Comedians find their way to the stage in a variety of ways. Some people stumble into an open mic night by accident, some practice in their bedrooms for years before making their debuts, and some have been onstage for years–but in a different capacity. Chuck Parker is a performer who was in that third category. Though he started comedy in 2020, he’s been a musician for much longer.


As the bassist and lead singer of Duke City Riots since the band formed in 2011, Parker is no stranger to being in front of a crowd, but he knows better than anyone that the two roles have notable differences. “Comedy has you more on the spot as an individual. You don’t have instruments or other people to hide behind. You are exposed, for better or worse.” He adds, “Comedy stage time is more frequent, but often [briefer], so it winds up taking less out of you, energy wise. On top of which, you’re not hauling a herniating amount of gear, to and fro, to do one set.”


It’s not just the performance approach that’s different. Parker also notices that there are some A/V differences that live music has from live comedy. “In a music venue, it’s more important that the PA is good, and the bands usually bring the audience. In comedy, you can have an SM58 (mic) plugged into a speaker, and if it’s a decent crowd, that’s a good spot.

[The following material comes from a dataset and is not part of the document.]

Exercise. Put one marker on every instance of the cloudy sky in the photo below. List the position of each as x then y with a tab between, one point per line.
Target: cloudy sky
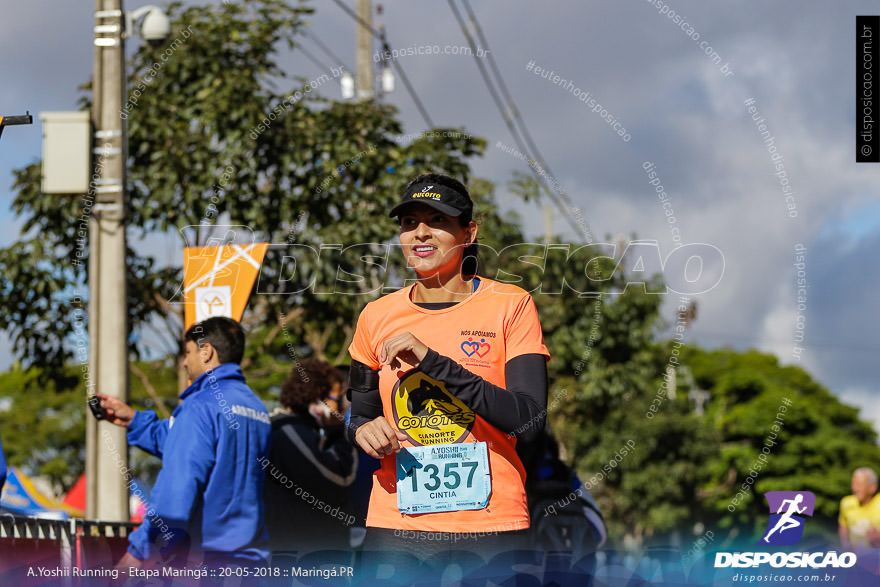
648	65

Comedy always comes down to the audience.”


And when asked about his favorite places to lob jokes at crowds? “I enjoy Revel here in Albuquerque and Tumbleroot in Santa Fe,” he says. “Both are good rooms with people there to see stand-up comedy–something that isn’t always a given at other venues.”


As a part of the comedy community, Parker has gotten the chance to perform alongside fellow comics. He specifically mentioned performer Robert Eyster as someone he admires for the ability to quickly think up material, moments before taking the stage. When pushed for more details, Parker adds that he’s partial to Eyster’s bit describing “the terrible affliction of Muppetism.”


In addition to memorable sets and shows, Parker also says being part of the 2021 Funny Fiesta was “a high point.” Adding, “The whole experience was so fun. Especially doing the sketch show.” Sketch comedy is something Parker has also added to his repertoire. He’ll feature fellow comedian and Funny Fiesta alum Jared Ostrom’s online video sketches where, due to his long hair and beard, is often cast as the big man himself: Jesus Christ.


Looking forward, Parker has big plans. “I wanna be on the road as a national act, working towards doing a [comedy] special. I think I’d like to write more scripts for tv and movies, too.” Rock and roll.